Auden e Fleming discutiam bastante sobre política durante as suas digressões, frequentemente a pé, em direcção a Xangai. Auden era um típico liberal dos anos 30 — vagamente simpatizante das coisas socialistas e um admirador distante da União Soviética embora pouco ou nada soubesse sobre aquele país e sobre o seu sistema político. Fleming era um dos poucos jornalistas da época que se mantinham cépticos relativamente ao corajoso novo mundo. A sua crítica aguçada baseava-se na observação pessoal— tinha viajado por toda a União Soviética — e na paixão de ver as coisas tal como elas eram em vez de teorizar a uma mesa de café.
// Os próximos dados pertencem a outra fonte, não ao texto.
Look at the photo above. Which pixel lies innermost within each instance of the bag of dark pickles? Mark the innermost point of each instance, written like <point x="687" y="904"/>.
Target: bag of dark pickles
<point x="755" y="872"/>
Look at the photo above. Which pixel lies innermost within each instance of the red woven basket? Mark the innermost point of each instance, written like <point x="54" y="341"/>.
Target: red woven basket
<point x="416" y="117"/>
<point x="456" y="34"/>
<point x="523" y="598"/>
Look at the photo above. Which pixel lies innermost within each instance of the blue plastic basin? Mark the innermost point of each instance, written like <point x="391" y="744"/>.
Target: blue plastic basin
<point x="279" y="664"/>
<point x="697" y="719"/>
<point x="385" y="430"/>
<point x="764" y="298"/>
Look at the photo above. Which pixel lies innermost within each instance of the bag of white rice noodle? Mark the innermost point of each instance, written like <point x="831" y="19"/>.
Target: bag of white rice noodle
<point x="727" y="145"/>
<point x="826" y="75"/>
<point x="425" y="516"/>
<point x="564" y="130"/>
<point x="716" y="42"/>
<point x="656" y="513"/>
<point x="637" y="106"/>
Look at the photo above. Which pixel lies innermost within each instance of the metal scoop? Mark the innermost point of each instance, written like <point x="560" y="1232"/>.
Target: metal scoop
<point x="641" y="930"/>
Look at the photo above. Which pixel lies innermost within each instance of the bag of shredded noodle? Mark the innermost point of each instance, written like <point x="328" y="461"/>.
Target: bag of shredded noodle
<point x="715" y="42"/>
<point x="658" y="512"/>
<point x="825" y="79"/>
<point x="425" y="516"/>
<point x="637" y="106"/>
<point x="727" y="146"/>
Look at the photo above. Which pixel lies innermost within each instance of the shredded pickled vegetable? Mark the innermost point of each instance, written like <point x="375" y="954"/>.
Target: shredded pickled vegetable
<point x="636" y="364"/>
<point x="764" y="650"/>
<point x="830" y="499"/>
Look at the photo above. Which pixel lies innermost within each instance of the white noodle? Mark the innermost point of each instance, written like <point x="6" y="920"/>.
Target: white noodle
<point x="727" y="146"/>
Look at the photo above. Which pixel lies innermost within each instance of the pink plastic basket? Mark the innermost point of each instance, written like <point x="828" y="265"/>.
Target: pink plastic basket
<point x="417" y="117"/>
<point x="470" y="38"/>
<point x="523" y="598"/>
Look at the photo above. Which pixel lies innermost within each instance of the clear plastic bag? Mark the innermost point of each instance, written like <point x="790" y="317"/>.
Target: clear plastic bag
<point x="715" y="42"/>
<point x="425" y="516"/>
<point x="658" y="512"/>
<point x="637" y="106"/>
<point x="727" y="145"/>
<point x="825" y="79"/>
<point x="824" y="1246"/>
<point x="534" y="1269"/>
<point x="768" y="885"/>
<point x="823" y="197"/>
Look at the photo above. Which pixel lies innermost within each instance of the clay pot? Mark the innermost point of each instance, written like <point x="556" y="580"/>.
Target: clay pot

Auden nunca se tornou mais do que um liberal, mas o seu esquerdismo, que tinha surgido do seu contacto com a realidade em Espanha, não iria sobreviver durante muito mais tempo, e é bastante possível que as suas longas conversas com Fleming, no meio da lama e da confusão e exaustão da retirada, tenham dado ao seu esquerdismo um golpe de graça.

Apesar do tom mordaz das cartas de Auden, pode-se sentir um orgulho genuíno na sua declaração: "Fizemos uma viagem com Fleming na China, e agora poderemos ser considerados verdadeiros viajantes para sempre; não precisamos de sair de Brighton outra vez."6 E, não obstante o seu desenvolvimento a nível de ideias políticas, Auden tornou-se e permaneceu um fiel "amigo da China".

Apesar de Auden e Isherwood ("Ao Dong" e "Yi Xiao Wu", adaptação fonética em caracteres chineses — depois disso, Christopher assinava frequentemente "Issywoo" nas cartas que enviava a Auden) inventarem brincadeiras fazendo crer que a guerra não era real ("os tiros não eram verdadeira guerra" — registaram eles),7 é óbvio que eles presenciaram o suficiente da realidade para ficarem satisfeitos e não quererem experienciar a guerra a sério.

O soneto mais impressionante dos Chinese Sonnets (Sonetos chineses) de Auden é o n° XII, o qual capta um momento de aborrecimento num quartel general militar, e evidencia o facto de a distância de matar tornar fácil o acto de matar. Auden, na sua imagem "o telefone... que falava com um homem" parece presciente do futuro, em que um computador fala com um homem, dando ordens sem assumir qualquer responsabilidade moral por aquilo que acontece. Cria-se um vácuo de aparências. Mas, Auden insiste em que existe uma relacção real entre palavras e factos; há uma responsabilidade última:

Isherwood e Auden prestes a embarcar para a China, em Janeiro de 1938. Decidiram-se por este destino por quererem escrever sobre "uma guerra deles próprios". Extraído de: OSBORNE, Charles. W. H. Auden: The Life of a Poet, London, Macmillan, 1982, p. [172].

Aqui a guerra é inofensiva como um monumento;

Um telefone fala com um homem;

Bandeiras num mapa declaram que as tropas foram enviadas;

Um rapaz traz leite em tigelas. Há um plano

para os sobreviventes no terror das suas vidas;

Quem teve sede às nove e quem vai ter sede à tarde.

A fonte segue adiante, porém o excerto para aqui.